Alors qu’importe si tu pars ou si tu restes, quand l’avenir que tu contemplais t’échappe et que la faim ou l’exil sont les seuls choix qui restent. Mais s’agit-il vraiment d’un choix? Plutôt un dilemme il me semble. Le choix, tu le feras après: Porter ou pas le nom de notre pays bien haut dans les contrées où tu poseras tes valises après avoir laissé une partie de toi derrière, garder ou pas la tête haute dans cette vallée de larmes où tu restes quand tes amis, tes frères, tes compatriotes partent par milliers, par centaines de milliers… Je suis parti, il y’a de cela des années maintenant. Pas vraiment par choix, pas vraiment contraint, j’avais l’impression de suivre un destin, le destin de ceux qui m’ont précédé, de ceux qui me suivront. Un départ est toujours compliqué à expliquer. Il comporte sa part de lumière et sa part d’ombre et le voyageur n’est pas toujours prêt à faire face à cette dualité. J’imagine que ceux qui restent ne sont pas non plus épargnés par la part d’ombre que ce pseudo-choix comporte également.

Cher lecteur, il est 2 heures du matin et je vois tes yeux qui se ferment déjà. Partant ou restant, tu baisses les armes face au vainqueur universel qu’est le sommeil. Tu aurais dû te le faire couler, ce café agrémenté d’une écorce d’orange. Des écorces, il en reste encore d’abordables au Liban, à défaut du fruit qu’elles sont supposées couvrir, mais elles feront l’affaire. Fais-le donc couler ce café, et trinquons. Attends! Avant, fais couler un filet de bourbon dedans, ça porte malheur de trinquer à la bibine édulcorée. Et trinquons donc. Buvons ce café de minuit à l’honneur de notre pays qui n’existe que depuis 1920 mais qui a été façonné tout au long de plus de six mille ans d’histoire, tout au long des millions d’histoires que ceux qui nous ont précédés se sont racontées et que ceux qui nous suivront se raconterons peut-être, il est permis d’espérer, autour d’un feu de bois ou d’une chandelle, ou un peu comme nous le faisons, autour d’un café agrémenté d’une écorce d’orange, par écrans interposés, mais partageant un fardeau qu’ils seront seuls à porter: du fond de cette nuit noire au bout de laquelle le soleil ne se lèvera peut-être pas, ils sont les uniques dépositaires de l’histoire d’un pays au bord de l’oubli, ils sont les seuls garants de sa continuité.
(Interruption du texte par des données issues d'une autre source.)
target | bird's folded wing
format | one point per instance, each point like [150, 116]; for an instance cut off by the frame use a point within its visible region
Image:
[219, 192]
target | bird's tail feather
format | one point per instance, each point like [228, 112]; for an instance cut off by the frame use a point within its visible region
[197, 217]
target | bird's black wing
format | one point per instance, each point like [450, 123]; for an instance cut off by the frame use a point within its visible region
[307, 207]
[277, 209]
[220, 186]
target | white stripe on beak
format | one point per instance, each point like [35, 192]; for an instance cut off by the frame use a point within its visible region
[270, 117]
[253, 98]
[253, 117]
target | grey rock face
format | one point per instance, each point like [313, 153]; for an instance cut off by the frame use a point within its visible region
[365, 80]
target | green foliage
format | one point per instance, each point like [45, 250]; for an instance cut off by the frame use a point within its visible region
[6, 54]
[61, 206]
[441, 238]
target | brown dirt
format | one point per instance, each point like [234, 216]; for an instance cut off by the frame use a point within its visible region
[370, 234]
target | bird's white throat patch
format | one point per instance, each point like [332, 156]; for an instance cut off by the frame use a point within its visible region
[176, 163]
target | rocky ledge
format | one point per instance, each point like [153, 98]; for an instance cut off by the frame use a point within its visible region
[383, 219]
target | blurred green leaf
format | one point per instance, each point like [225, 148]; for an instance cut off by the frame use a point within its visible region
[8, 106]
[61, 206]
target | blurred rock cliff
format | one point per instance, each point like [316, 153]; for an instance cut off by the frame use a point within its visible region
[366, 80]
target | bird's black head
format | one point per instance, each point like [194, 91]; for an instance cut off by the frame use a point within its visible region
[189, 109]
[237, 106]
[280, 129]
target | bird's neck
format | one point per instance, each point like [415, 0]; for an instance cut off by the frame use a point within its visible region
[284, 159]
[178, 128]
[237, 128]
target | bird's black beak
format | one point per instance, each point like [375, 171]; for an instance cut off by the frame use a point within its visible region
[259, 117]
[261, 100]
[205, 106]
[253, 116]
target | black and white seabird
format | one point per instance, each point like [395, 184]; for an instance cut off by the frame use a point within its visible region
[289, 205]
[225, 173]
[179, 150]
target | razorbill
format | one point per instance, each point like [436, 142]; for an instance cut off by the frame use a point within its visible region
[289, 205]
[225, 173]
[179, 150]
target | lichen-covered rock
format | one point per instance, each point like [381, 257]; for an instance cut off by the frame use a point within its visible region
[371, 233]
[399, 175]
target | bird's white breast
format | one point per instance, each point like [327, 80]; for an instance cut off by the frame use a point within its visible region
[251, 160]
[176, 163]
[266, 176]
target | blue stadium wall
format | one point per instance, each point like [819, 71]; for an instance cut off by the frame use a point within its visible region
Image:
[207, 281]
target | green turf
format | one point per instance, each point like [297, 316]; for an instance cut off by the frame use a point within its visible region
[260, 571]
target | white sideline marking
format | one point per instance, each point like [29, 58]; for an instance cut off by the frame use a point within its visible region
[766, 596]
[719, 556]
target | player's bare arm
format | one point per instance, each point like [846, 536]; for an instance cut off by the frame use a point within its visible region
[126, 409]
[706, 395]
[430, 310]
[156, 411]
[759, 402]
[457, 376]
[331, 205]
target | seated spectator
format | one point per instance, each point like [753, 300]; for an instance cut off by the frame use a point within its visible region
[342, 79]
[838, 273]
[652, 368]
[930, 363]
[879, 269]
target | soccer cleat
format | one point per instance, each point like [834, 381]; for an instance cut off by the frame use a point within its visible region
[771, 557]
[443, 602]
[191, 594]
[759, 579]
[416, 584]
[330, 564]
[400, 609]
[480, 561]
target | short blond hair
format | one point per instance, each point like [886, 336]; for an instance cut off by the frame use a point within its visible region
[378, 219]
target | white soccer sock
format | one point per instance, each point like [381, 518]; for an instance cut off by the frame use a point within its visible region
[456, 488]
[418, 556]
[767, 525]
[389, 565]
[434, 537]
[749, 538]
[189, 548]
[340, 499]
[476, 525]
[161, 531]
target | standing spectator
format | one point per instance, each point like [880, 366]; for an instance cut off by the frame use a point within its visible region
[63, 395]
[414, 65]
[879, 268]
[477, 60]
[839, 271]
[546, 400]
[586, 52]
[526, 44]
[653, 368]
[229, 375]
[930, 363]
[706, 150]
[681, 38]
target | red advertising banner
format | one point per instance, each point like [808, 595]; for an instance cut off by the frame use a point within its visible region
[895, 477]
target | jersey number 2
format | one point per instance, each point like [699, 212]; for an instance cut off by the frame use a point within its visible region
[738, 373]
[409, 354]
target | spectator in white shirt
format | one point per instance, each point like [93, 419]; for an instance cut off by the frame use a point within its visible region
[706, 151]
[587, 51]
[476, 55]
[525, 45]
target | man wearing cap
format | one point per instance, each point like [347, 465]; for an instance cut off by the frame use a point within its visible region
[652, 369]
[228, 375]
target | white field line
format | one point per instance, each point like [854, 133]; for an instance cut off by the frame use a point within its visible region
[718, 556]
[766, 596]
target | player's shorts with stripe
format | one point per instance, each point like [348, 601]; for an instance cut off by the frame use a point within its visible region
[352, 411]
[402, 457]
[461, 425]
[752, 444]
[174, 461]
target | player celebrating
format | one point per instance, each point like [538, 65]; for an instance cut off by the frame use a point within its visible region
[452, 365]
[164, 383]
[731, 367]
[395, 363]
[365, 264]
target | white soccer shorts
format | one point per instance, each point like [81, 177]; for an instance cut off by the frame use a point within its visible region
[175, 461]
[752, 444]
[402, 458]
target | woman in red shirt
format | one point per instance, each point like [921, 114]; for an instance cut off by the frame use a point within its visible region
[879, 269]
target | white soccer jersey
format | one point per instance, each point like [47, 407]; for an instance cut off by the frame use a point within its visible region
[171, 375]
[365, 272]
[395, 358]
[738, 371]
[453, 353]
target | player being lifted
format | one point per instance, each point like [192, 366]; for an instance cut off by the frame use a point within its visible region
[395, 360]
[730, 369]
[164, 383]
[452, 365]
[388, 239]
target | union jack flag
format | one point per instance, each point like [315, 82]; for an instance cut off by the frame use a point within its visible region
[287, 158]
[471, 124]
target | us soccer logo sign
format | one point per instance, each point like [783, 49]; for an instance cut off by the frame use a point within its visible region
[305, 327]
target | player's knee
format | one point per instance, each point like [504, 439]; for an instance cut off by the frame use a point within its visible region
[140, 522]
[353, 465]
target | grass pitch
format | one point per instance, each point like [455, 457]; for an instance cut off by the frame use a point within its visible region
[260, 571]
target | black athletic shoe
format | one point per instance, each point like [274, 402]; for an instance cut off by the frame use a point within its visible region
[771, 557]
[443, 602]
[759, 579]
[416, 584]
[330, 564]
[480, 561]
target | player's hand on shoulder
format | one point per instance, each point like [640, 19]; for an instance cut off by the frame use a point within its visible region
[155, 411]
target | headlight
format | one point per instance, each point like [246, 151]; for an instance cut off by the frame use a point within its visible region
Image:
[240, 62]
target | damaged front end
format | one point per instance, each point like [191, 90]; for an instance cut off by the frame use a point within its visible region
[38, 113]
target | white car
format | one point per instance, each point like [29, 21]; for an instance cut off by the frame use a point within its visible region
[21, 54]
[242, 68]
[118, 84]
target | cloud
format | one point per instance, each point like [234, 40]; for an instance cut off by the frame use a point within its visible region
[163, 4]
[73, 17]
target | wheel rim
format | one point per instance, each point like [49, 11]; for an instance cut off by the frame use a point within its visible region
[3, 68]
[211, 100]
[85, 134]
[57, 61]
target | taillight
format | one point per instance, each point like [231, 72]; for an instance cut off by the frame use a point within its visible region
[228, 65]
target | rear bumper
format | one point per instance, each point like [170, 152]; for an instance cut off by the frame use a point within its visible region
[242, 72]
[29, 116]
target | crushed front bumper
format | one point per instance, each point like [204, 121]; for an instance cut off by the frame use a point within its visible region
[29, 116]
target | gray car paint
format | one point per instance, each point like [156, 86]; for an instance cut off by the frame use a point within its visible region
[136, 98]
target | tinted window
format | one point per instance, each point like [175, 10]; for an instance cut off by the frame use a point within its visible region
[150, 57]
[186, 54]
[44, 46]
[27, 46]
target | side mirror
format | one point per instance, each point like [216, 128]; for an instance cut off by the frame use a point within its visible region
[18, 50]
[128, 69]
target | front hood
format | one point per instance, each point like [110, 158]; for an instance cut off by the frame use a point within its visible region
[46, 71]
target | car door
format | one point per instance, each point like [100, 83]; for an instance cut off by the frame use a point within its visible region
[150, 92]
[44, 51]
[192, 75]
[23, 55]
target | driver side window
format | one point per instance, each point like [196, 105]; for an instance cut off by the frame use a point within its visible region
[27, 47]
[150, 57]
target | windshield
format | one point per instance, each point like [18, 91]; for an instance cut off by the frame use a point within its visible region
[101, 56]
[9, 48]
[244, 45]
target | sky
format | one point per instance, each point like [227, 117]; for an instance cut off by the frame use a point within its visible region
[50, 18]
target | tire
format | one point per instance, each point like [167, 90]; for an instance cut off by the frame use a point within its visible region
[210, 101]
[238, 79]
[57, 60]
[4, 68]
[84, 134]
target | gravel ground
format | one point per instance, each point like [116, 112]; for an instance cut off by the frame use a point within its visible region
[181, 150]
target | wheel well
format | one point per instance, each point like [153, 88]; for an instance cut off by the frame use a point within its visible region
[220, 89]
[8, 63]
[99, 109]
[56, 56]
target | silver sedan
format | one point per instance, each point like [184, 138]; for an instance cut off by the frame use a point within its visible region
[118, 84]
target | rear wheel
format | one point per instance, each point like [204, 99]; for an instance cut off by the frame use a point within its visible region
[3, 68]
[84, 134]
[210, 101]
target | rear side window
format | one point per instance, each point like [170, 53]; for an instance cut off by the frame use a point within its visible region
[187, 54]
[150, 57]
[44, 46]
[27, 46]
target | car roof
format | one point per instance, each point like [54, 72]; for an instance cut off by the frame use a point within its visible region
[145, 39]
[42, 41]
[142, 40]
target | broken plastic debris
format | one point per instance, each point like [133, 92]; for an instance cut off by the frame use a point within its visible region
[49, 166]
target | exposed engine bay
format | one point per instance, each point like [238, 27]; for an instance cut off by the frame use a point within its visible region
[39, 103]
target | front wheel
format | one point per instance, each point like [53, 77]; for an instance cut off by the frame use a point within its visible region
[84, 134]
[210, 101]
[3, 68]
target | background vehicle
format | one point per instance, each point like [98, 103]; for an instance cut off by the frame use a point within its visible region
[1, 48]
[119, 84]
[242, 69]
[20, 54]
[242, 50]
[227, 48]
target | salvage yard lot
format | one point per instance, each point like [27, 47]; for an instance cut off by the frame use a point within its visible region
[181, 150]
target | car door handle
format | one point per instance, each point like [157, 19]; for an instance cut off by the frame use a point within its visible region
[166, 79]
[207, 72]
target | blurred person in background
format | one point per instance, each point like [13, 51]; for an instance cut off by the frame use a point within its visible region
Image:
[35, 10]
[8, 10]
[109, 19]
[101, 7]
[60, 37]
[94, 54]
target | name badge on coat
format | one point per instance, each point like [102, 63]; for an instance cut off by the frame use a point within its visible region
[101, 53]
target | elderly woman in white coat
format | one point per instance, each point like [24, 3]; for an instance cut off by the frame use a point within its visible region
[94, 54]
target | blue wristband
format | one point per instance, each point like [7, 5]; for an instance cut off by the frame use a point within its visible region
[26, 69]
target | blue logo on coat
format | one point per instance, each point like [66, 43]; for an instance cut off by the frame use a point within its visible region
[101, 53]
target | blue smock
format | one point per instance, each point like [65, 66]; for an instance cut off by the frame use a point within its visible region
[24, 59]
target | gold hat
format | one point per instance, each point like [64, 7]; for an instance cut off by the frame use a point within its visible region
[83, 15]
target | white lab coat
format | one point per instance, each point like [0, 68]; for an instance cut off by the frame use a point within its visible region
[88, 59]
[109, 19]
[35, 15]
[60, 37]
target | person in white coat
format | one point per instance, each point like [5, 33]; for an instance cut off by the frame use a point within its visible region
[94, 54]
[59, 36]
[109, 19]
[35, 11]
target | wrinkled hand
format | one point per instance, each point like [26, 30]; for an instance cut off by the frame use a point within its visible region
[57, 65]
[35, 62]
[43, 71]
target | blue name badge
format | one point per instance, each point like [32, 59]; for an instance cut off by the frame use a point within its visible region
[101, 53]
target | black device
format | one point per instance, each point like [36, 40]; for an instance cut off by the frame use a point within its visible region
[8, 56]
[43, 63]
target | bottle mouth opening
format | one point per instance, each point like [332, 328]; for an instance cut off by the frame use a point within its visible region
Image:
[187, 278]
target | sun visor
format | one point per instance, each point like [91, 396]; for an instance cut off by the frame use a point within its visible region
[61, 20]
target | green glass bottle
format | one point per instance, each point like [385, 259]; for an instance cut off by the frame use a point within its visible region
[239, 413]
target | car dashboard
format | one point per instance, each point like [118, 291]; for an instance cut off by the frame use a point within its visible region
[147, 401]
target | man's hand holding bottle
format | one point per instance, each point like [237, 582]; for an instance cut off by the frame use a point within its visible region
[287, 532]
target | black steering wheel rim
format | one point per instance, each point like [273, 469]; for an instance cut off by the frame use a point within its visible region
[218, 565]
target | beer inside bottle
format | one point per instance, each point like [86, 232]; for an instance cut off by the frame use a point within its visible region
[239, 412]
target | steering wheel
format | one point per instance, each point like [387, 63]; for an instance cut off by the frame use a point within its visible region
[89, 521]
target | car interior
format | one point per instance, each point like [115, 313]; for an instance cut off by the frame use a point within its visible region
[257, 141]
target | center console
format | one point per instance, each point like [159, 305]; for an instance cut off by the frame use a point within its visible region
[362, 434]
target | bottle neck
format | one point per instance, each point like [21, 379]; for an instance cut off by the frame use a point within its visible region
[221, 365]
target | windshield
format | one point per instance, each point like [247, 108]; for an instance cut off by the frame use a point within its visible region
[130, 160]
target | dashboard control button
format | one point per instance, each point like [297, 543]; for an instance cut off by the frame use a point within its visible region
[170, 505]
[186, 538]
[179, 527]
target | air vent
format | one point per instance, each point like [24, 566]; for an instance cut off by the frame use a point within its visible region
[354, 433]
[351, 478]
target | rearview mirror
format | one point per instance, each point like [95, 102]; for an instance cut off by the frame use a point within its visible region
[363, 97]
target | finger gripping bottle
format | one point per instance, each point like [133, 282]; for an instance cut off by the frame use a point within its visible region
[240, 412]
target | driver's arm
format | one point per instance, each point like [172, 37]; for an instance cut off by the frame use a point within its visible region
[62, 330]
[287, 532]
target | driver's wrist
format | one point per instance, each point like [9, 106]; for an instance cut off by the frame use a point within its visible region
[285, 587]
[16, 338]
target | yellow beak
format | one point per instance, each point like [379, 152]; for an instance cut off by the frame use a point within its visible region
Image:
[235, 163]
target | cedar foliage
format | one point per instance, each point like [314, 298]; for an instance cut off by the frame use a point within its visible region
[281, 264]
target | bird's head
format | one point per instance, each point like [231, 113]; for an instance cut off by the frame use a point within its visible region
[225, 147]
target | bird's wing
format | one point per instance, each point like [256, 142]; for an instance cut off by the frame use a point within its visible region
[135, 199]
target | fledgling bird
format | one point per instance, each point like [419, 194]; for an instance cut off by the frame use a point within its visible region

Alors cher lecteur, où que tu sois, fais que le soleil se lève au bout de la nuit.

A Salim

Let the board sound

Rabih

Cet article a été également publié dans les colonnes de L’Orient-Le Jour.

An autumn pilgrim

It would have been a typical French Café, not too far from the Opéra Garnier. Sidewalk terrace, wicker chairs, a small round table, and on it two noisettes, which, for those whom Paris has not had yet the pleasure to greet, consist in espresso coffee with a drop of milk giving it a warm hazelnut color. And two folks, enjoying the pale Parisian autumn sun while sipping their noisettes on a cold November afternoon.

They had not seen each other for years. A lot of catch-up to do, but it would have not been about that, they would have been on a tight schedule. They would have not been there for fun but rather on a pilgrimage.

They would have visited the Carnavalet museum, earlier in the day, in a naïve attempt at grasping, through a specific painting, what they both believed would have been La Belle Epoque, “this stubborn, urgent, romantic, belief in a beautiful world that could really survive, if it fights hard enough“, as one of them once put it.

Since they would have found themselves in the Opéra area after that for a quick noisette, they might have strolled around the Christmas displays at the Galleries nearby. Or would have probably moved towards the Parc Monceau, a 25 minute walk through beautiful streets paved with red and yellow leaves: Rue Auber, Boulevard Haussmann, Boulevard Malesherbes. A walk in the park maybe, or maybe not if time was not on their side, and then past it, walking further north towards a very special chocolate factory… Pilgrimage, again…

They would have wanted to check on an old friend, living in the 5th arrondissement in Rue d’Ulm, not far from the Panthéon. He did not talk much and was kind of lonely but nevertheless, the depositary of a name and a legend which should not go to waste.

They would have ended the pilgrimage in a café in Montparnasse, one of four Art Deco cafés facing each other at the intersection of Boulevards Raspail and Montparnasse in the 14th arrondissement. Which one would it have been? Le Dôme? Le Sélect? La Coupole? or maybe La Rotonde

One of them would have known.

Would have. Could have. Might have. All virtual, all conditional.

Because one of them did not enjoy freedom of movement, was not found worthy of it.

You see, one of them would have come from a small country on the verge of oblivion.